Officials surprised only one casualty
Officials are baffled with how the pipeline explosion affected an area of north eastern Lincoln County early Thursday morning. At 1:20 a.m., the natural gas line exploded, sending an enormous fireball an estimated 300 feet into the sky; it could be seen from counties away, including Fayette, and many who live several miles from it have said they could feel the heat.
The explosion was in the Moreland area, greatly affecting the Indian Camp subdivision.
One resident — Lisa Denise Derringer, 58 — was killed in the explosion; her death is still being investigated by the Kentucky State Medical Examiner’s Office.
Several people were treated for injuries. Officials say the explosion area spans four or five acres; at least five homes were completely destroyed, but others were left virtually untouched.
Thursday during a press conference, Kentucky State Police’s media liaison, Trooper Robert Purdy, said due to the area impacted by the explosion, it has been “really surprising” there were not more casualties or destroyed structures and homes, especially due to the early-morning hour it happened, when most are at home and asleep.
The natural gas pipeline is owned by Enbridge Inc. and operated by Texas Eastern Gas Pipeline Co.

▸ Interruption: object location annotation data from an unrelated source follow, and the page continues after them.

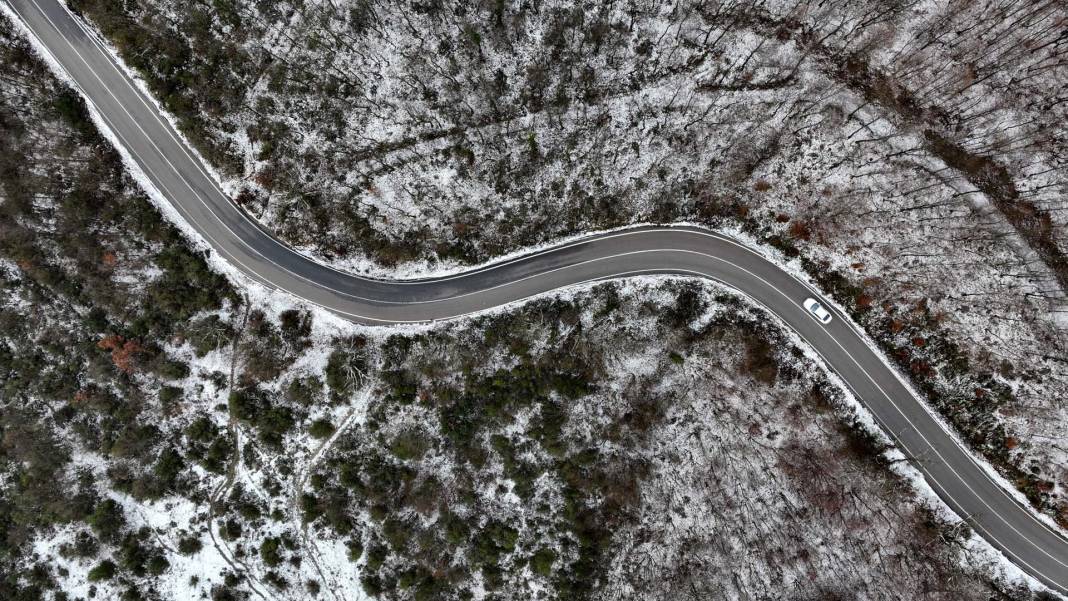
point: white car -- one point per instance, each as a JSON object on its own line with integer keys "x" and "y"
{"x": 818, "y": 311}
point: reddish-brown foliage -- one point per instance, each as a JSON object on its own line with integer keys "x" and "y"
{"x": 124, "y": 353}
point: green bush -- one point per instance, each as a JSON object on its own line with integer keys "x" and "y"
{"x": 269, "y": 551}
{"x": 543, "y": 560}
{"x": 104, "y": 570}
{"x": 320, "y": 428}
{"x": 190, "y": 546}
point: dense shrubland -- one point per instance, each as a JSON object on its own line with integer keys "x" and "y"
{"x": 906, "y": 155}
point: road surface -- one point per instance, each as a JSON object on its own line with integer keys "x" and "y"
{"x": 148, "y": 140}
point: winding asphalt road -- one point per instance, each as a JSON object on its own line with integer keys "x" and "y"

An incident commander with Enbridge, Jim McGuffey, said it “could take three days or could take a week” to find the answer of what made the pipeline rupture.
Officials said a resident who was leaving the scene of the incident described it as looking like Mars — the affected area has no trees or grass left, and an asphalt road in the area was turned into gravel.
Viewing the explosion site from a field adjacent to the Indian Camp neighborhood, the entire area is black, flat and barren. Pockets of smoke were rising above the ground and several wooden fence posts were still burning. Vinyl siding on homes closest to the fire appeared to have dripped off, and burned out vehicles sat in driveways.
As a helicopter circled overhead, KSP Troopers stationed at the entrance to the neighborhood began allowing only residents into the area to secure their homes and pick up any necessary items they needed.
Earlier in the day, officials asked residents of Indian Camp to report to New Hope Baptist Church in Moreland, so that a headcount could be taken; there were still people reported missing after the explosion. Around 10:30 a.m. Thursday, everyone had been accounted for, said Trish O’Quin, deputy emergency management director for Lincoln County.
“As of right now, everything seems to be stable. We have not got any more missing people,” said Trish O’Quin, deputy emergency management director for Lincoln County.
A stretch of U.S. 127 was shut down for hours and travelers advised to avoid the area, with detours for those trying to head into Danville, in order to give first responders room to work and gas company representatives time to investigate their pipelines. The road was opened back up around 2:30 p.m.
O’Quin assured “it’s going to be an ongoing (investigation) for a while.”
Those who have been displaced by the explosion are being sheltered at New Hope Baptist Church in Moreland. O’Quinn said the community has been amazing; the church has received more food than it knows what to do with, and organizers are currently working to set up a plan to facilitate donations.
As multiple news outlets were covering the natural gas pipeline explosion in northern Lincoln County Thursday, Senate Majority Leader Mitch McConnell delivered some remarks about the incident on the Senate floor.
“My office and I are closely monitoring a significant explosion of a natural gas transmission pipeline near Danville …” a release from his office states. “Obviously the investigation is just beginning. My staff and I will continue to stay on top of this and be a resource for everyone affected. This morning, our prayers are with all the families whom this disaster has touched, and our gratitude is with all the first responders who rushed toward towering flames to protect their neighbors and communities.”